LEDA (Library of Efficient Data types and Algorithms) contains container data types like list, array, map, dictionary, priority queue, stack, queue, set, dynamic tree, etc, and basic data types such as searching and sorting algorithms, as well as numerically exact geometric algorithms, e.g. convex hull, delaunay triangulations, line segment intersection algorithms, boolean operations on polygons, Minkowski sum, and many more.

Using LEDA

To use LEDA load the module with

module load leda/6.3

which will also load the Gnu compilers (module GCC/5.4.0-2.26). You may change the compiler version by loading a different version (available versions can be found with module spider GCC.

Compiling Code

After you have loaded the module you can compile code using LEDA. A typical compile command could be (with a code copied from the LEDA demo directory):

cp $LEDAROOT/demo/numbers/Euler_demo.cpp .
g++ -o Euler_demo Euler_demo.cpp -I$LEDAROOT/incl -L$LEDAROOT -lleda -lm -lX11

The variable $LEDAROOT is provided with the module, the linked libraries may differ for your application (the example is probably a minimal list of libraries needed).
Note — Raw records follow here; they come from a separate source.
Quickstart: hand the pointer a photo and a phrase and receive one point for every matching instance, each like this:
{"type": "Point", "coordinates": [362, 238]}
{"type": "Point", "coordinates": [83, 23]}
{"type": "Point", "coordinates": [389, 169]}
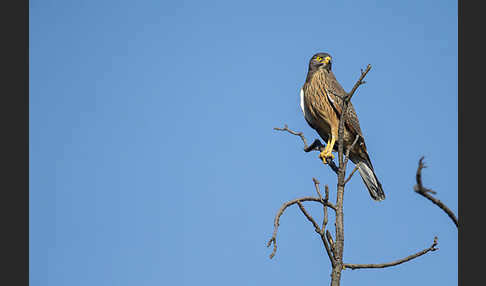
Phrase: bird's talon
{"type": "Point", "coordinates": [324, 155]}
Running Jobs with LEDA Codes

Since there many people working with the HPC cluster, its important that everyone has an equal chance to do so. Therefore, every job should be processed by SLURM.

For this reason, you have to create a jobscript for your tasks.

Example:

#!/bin/bash
               
#SBATCH --partition=carl.p
#SBATCH --ntasks=1                  
#SBATCH --mem=2G                  
#SBATCH --time=0-2:00  
#SBATCH --job-name EulerDemo              
#SBATCH --output=EulerDemo.%j.out                  
 
module load leda/6.3
echo 50000 | ./Euler_demo

The job script runs the Euler_demo program once the requested resources can be allocated. After the job is completed the output can be found in a file EulerDemo.<jobid>.out.

Documentation

Documentation for LEDA in general can be found in the LEDA book.